Depuis quelques semaines, des dissensions mettent à mal la cohésion de la junte au pouvoir au Mali. Celles-ci traduisent la rivalité grandissante entre le président de la transition Assimi Goïta et son ministre de la défense, le colonel Sadio Camara, alors que les deux hommes avaient jusque-là affiché une parfaite entente.
Soucieux de prendre l’ascendant sur son ministre, Assimi Goïta a fini par asseoir son pouvoir lors du dernier remaniement ministériel opéré le 1er juillet, jour de fête de la Tabaski (l’Aïd el-Kébir). Sans impliquer Sadio Camara, ce jour-là, Assimi Goïta a convoqué son premier ministre (maintenu), Choguel Kokalla Maïga, au palais présidentiel de Koulouba, afin de l’informer de sa volonté de réorganiser le gouvernement le soir même.
Sadio Camara écarté des discussions sur le remaniement
Le colonel de l’armée de l’air Ismaël Wagué (ministre de la réconciliation) et le colonel Malick N’Diaw (président du Conseil national de transition, CNT), ont assisté à ce huis clos. Outre Sadio Camara, un autre membre fondateur du groupe des « cinq colonels » manquait également à l’appel : l’influent patron de la Sécurité d’Etat (SE), Modibo Koné. A la fin de l’audience, Assimi Goïta a appelé Sadio Camara pour l’informer de l’imminence d’un large remaniement. Si les raisons de cette absence sont encore floues, la composition du nouveau gouvernement coupe de facto Sadio Camara et Modibo Koné de leurs principaux relais et consacre la mainmise d’Assimi Goïta. Le président de la transition a, dans ce cadre, promu plusieurs de ses proches contre l’avis même des autres colonels.
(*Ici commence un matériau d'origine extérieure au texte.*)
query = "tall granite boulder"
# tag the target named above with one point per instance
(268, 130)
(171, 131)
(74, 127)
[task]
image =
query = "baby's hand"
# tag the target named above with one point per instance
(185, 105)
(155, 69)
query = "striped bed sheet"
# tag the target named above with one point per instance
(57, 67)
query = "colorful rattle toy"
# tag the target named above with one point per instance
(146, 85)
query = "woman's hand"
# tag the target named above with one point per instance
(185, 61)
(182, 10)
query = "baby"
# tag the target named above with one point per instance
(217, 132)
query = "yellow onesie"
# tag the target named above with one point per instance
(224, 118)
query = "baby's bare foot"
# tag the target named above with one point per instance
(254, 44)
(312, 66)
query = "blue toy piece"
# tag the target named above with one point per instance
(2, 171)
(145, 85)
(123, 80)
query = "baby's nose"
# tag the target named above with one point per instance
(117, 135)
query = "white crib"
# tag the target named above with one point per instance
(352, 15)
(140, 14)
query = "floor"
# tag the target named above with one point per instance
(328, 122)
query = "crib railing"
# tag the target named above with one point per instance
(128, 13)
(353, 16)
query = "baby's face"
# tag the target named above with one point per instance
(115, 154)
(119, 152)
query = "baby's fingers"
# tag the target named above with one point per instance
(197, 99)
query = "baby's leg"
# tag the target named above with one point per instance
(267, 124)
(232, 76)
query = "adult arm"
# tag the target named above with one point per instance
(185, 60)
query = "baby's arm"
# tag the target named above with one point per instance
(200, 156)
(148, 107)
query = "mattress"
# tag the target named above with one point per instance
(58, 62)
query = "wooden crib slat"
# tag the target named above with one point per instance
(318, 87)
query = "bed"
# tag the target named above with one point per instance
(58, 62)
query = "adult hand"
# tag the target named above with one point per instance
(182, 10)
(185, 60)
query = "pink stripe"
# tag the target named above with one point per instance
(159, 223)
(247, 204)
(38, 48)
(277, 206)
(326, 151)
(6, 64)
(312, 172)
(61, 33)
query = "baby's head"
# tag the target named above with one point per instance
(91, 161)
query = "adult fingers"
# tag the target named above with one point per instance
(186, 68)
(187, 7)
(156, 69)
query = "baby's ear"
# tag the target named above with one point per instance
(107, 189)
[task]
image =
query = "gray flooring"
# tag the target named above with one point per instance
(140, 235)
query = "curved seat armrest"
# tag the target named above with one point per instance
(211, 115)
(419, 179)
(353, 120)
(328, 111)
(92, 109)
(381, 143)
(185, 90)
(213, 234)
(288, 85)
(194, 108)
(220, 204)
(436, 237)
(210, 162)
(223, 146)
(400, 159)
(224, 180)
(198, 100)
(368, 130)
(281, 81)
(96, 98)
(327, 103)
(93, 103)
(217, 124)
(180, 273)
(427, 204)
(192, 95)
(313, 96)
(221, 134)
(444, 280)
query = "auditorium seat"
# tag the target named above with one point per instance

Au ministère de l’énergie et de l’eau, autrefois géré par le ministre des mines, le leader de la junte a nommé Bintou Camara. Cette dernière était l’une de ses conseillères à la présidence et une intime de l’éminence grise de la junte, le très puissant général Yamoussa Camara (AI du 15/11/22).
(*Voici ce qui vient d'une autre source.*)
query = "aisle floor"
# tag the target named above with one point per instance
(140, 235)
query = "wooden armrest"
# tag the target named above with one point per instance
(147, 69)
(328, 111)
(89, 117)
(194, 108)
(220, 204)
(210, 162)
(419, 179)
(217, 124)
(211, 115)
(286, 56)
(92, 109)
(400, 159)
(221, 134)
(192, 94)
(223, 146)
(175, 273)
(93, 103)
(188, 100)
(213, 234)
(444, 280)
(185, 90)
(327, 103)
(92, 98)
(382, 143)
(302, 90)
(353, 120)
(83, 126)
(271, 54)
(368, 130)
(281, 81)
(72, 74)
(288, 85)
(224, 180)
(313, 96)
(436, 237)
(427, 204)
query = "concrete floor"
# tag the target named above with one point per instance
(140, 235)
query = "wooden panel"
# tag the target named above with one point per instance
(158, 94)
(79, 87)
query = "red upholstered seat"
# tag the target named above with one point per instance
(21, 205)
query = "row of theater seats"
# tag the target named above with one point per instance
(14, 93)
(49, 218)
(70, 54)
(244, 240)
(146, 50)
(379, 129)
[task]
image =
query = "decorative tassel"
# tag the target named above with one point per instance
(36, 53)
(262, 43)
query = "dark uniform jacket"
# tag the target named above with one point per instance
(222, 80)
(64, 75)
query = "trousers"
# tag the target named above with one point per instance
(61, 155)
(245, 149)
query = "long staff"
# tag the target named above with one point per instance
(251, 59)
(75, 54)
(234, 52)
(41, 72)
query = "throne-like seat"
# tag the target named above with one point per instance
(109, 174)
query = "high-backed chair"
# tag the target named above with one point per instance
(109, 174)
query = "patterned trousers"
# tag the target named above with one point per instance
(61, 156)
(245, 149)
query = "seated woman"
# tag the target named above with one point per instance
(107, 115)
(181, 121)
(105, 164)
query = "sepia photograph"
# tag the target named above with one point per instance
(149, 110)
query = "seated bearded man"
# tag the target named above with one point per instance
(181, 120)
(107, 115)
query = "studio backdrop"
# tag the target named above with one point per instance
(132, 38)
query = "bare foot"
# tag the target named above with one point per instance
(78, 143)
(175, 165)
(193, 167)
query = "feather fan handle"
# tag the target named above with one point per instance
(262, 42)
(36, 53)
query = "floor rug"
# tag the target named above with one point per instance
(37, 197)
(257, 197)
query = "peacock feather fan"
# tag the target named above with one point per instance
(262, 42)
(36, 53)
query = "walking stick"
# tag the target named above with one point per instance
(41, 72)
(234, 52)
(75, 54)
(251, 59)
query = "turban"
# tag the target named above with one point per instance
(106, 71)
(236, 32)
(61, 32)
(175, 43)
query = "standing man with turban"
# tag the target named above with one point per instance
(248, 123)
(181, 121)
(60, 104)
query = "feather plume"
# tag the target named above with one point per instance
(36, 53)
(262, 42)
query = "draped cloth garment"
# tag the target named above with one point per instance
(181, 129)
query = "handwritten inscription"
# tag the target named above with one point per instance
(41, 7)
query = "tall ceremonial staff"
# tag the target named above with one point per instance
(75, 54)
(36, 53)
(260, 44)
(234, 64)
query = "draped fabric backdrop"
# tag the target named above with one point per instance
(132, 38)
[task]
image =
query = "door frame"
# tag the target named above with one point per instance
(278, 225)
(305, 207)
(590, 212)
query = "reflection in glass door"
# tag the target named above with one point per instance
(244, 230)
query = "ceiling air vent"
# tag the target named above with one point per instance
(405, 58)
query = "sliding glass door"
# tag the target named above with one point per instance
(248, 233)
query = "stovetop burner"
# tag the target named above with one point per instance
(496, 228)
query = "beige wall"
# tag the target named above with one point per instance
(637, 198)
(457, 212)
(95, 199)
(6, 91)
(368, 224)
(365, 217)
Au stratégique ministère des mines, qui a connu quelques soubresauts en raison de la démission, fin mai, de son titulaire, Lamine Seydou Traoré, beau-frère de Sadio Camara, le président de la transition a préféré le profil d’Amadou Keïta, universitaire peu familier du secteur. Ce dernier jouit toutefois d’une grande proximité avec l’influent ministre de l’économie et des finances, Alousseyni Sanou. Les deux hommes entretiennent une amitié de longue date.
Pareillement, le nouveau ministre de l’industrie et du commerce, Moussa Alassane Diallo, est l’un des mentors du ministre de l’économie. Il a été à la tête de la Banque nationale de développement agricole (BNDA). Assimi Goïta a par ailleurs écarté les ministres issus du Mouvement du 5 juin-Rassemblement des forces patriotiques (M5-RFP), proches du premier ministre.
Une explication au camp militaire de Kati
Alors que l’ombre d’une candidature d’Assimi Goïta à l’élection présidentielle de février 2024 plane à Bamako, l’ancien patron de la garde nationale, Sadio Camara, s’est ému en privé de la mainmise du président de la transition sur le gouvernement. Le sujet aurait même été au centre d’un échange tendu entre les deux hommes, ces derniers jours, au camp militaire de Kati, où les cinq colonels ont pris pour habitude de se réunir en fin d’après-midi, depuis leur coup d’Etat de mai 2021.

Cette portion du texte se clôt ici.